もちろん制度を永続的に守ることは重要です。しかしそれと同時に、国民の生活に本当に必要な保障が削られていないか、私たちは目を光らせ続けなければなりませんね。
13. 国民にできることは?今から備える5つの行動
🗳 1. 選挙に行く(とくに国政選挙)
制度を決める国会議員を選ぶのは私たちです。
どの政党がどんな社会保障政策を掲げているか、一票の重みを再認識しましょう。
📝 2. パブリックコメントで意見を出す
厚労省などが制度改正前に意見募集を行うことがあります。
誰でも提出可能で、意見が多ければ影響力が高まります。
📣 3. SNSや地域メディアで発信する
静かに進む制度改正ほど、可視化されることで立ち止まらせることができます。
特に遺族年金のような問題は、無関心層にも届く言葉が必要です。
👥 4. 議員・自治体に声を届ける
メールや意見書など、地元議員に「生活者の声」を伝えることは政治を動かす力になります。
📚 5. まずは知り、周りに伝える
「知らなかった」では損をします。
親、配偶者、友人と一緒に制度を知ることで、備えることができます。
14. 私たちの生活は本当に良くなるのか?
最近の制度改正を見ていると、「公平性」や「財政健全化」という言葉の裏で、生活者の視点が置き去りにされているようにも見えます。
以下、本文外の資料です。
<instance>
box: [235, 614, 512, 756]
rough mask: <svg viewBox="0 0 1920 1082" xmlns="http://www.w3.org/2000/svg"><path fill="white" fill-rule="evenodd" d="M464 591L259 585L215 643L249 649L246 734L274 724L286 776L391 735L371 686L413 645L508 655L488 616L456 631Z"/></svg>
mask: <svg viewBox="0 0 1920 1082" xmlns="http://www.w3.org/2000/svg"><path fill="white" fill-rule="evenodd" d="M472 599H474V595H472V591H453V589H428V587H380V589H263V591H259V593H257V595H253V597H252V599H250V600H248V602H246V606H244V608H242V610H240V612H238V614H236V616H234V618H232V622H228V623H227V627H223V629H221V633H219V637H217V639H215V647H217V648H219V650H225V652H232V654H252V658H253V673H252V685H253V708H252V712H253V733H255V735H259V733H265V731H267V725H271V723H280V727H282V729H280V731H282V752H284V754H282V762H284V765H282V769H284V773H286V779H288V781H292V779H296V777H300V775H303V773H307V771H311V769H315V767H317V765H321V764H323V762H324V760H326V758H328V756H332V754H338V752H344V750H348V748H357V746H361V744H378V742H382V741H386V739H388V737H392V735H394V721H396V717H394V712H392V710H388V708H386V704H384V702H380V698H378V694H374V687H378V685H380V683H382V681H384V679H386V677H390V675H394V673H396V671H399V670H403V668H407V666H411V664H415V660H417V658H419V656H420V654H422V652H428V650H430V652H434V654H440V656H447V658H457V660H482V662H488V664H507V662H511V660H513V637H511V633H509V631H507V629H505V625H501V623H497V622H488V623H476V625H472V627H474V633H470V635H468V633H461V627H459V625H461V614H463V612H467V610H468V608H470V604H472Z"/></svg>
支給対象の縮小や加算の廃止は、実質的な“保障の切り下げ”とも言えます。
税金の使い方や無駄をしっかり精査する前に、生活者の支援が削られていくこの流れは、今後も続く可能性が高いでしょう。
正直、これからの時代は「国が面倒を見てくれる」わけではなさそうです。
**“自分の生活は自分で守る”**ことが求められる時代へ、私たちは突入しているのかもしれません。